Eli Lilly’s weight-loss drug, tilzepatide, has shown considerable potential in a large phase 3 trial, with results reported on Thursday, April 28.
Tirzepatide is a combination of GIP (glucose-dependent insulinotropic polypeptide) receptor and GLP-1 (glucagon-like peptide-1) receptor agonist in a single novel molecule. The drug is given once a week by subcutaneous injection.
The investigational drug is the first such drug in a phase 3 study to result in an average weight loss of 20% or more compared to placebo. As the dose of the active ingredient increased, the average weight loss increased.
The overall safety and tolerability profile of tyrzepatide was similar to other incretin-based therapies approved for the treatment of obesity. This was a significant side effect reported, especially as dose levels increased. The most common adverse events were nausea (~ 30%), diarrhea (~ 20%), constipation (~ 15%), and vomiting (~ 10%).
If tyrzepatide is approved, it could be a blockbuster drug. However, this is not certain. It will have to overcome the pricing and reimbursement obstacles that have plagued obesity treatment for decades.
The drug also competes directly with Novo Nordisk’s Wegoby (semaglutide). Last June, the Food and Drug Administration (FDA) approved Wegovy, a GLP-1 receptor agonist, a Novo Nordisk obesity drug. It is also given once a week by subcutaneous injection. Wegovy is a high-dose version of the diabetes drug Ozempic.
At that time, Wegovy became the most effective weight loss drug on the market because it helped reduce an average of about 15% of a patient’s weight. This is almost twice as much as previous prescription drugs.
Wegovy represents a turning point in the pharmacological treatment of obesity. In the past, obesity drugs have suffered from negative adverse event profiles and relatively low efficacy. Therefore, weight loss drugs have historically struggled to gain traction. Not only did they not find many subscribers, but they also tended to be very difficult to get insurance coverage. For example, Medicare excludes all medications prescribed for obesity. And unlike the vast majority of other outpatients, weight loss medications are not an essential benefit of the Medicaid program. In addition, obesity medications, coupled with step-by-step editing, often make heavy use of pre-approval when covered by the Medicaid program. Finally, the coverage of commercial payers of weight loss drugs is highly variable.
With Wegovy, insurers have clearly changed their tone, at least to some extent. With the exception of Medicare, which still bans obesity drug compensation, many commercial and Medicaid payers are compensating for Wegoby, albeit with a lot of variability. The relatively favorable efficacy profile probably helped the product to be lucky with some payers.
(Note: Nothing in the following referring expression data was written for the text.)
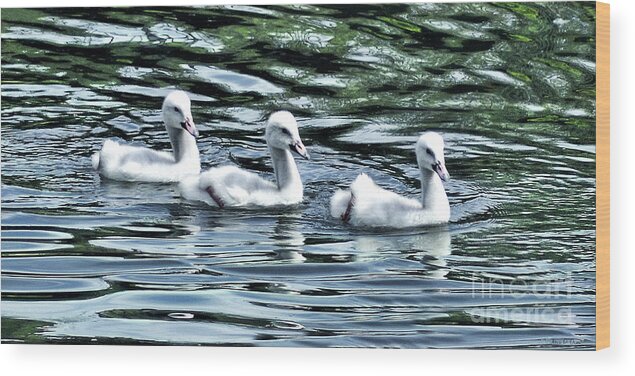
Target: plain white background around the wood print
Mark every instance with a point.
(116, 360)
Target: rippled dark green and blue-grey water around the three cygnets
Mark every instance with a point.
(511, 86)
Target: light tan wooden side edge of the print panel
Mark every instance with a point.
(602, 198)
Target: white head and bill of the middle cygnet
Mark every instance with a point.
(282, 133)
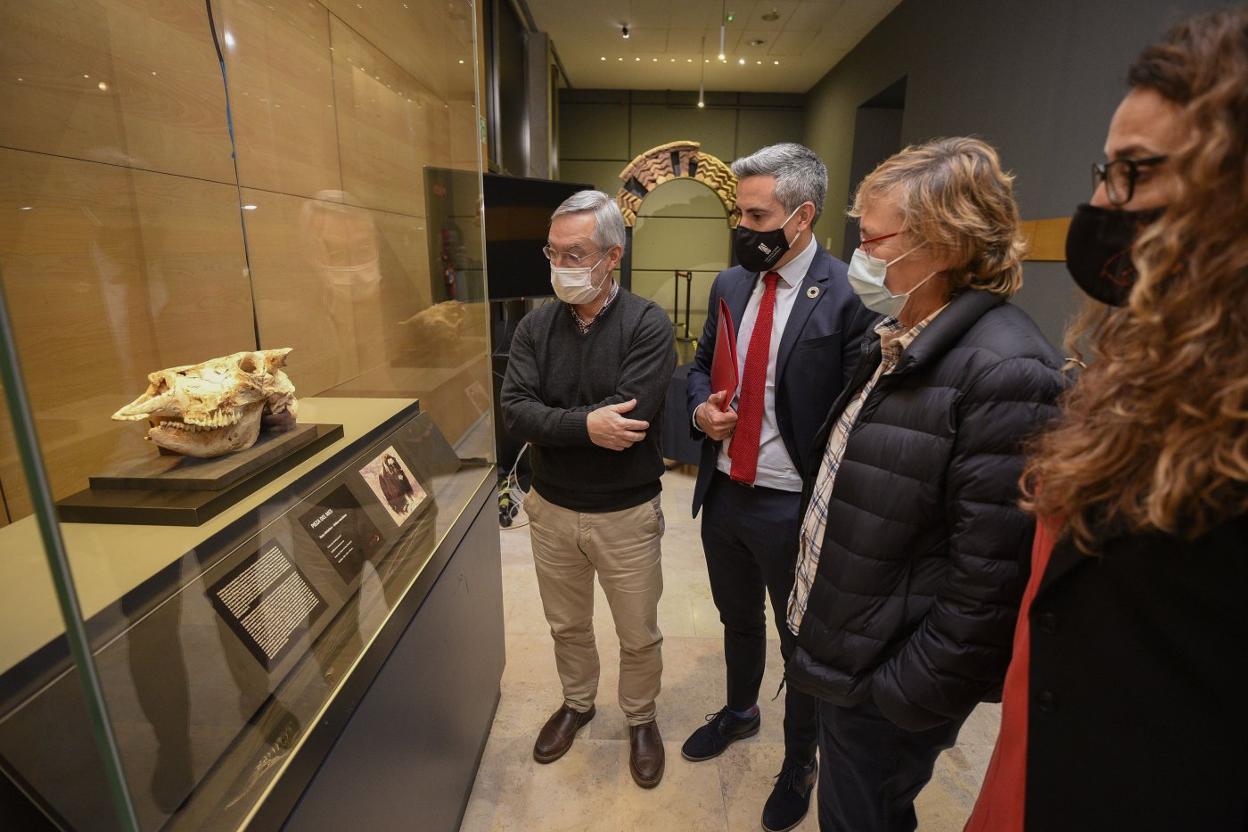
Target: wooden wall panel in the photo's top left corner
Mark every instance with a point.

In 2021, Novo Nordisk achieved approximately $ 1.2 billion in sales of Wegovy and its old weight loss treatment, Saxenda (liraglutide). The company does not provide an accurate breakdown of sales. But now it’s no wonder Wegovy is outselling Saxenda. Indeed, according to Novo Nordisk, the number of doctors prescribing Wegoby has recently surpassed Saxender.
Wegovy’s demand actually exceeds supply, supporting the idea that there are fewer reimbursement issues than previous obesity medications. Perhaps the big hurdle for Wegovy was the quality of manufacturing. This is blocking the supply. Once this is resolved, Novo Nordisk hopes to be on the road to achieving its 2025 sales target for all $ 3.7 billion in obesity treatments.
Tirzepatide is poised to compete directly with Wegoby. Its effectiveness seems to be even better than Wegovy. The question related to the payer will be the net price of tilzepatide (after rebate). Obviously, at this stage it is not known what tilzepatide will sell for if approved. It is more cost effective than Wegovy, assuming the net prices of tilzepatide are equal. On the other hand, in the eyes of the payer, the higher net price will have to be justified by a proportionally larger profit. It is everyone’s guess that premium payers are willing to pay.
Further complicating the issue of all obesity medicines, regardless of efficacy, is the fact that payers can be short-sighted when it comes to cost and efficacy assessments. In a way, this reflects churn. Every year, about 25% of the US population switches health insurance. This means that many payers do not necessarily take a long-term view of the cost-effectiveness of medicines.
Ideally, all payers will take a longer-term perspective. It’s unlikely because there are so many churn. In addition, some payers continue to put together obesity medicines along with lifestyle medicines. It is difficult to get rid of this mysterious view.
The benefits of weight loss go beyond fat loss. Correspondingly, weight loss can lead to a reduced prevalence of diabetes, a reduced heart attack and stroke, and a reduced joint pain.
When combined with diet and exercise, a new generation of obesity medicines can certainly contribute to weight loss. The problem remains, and payers will do so entirely, especially in the public sector. Medicare and Medicaid-Are you paying sufficient attention to provide a consistently favorable coverage?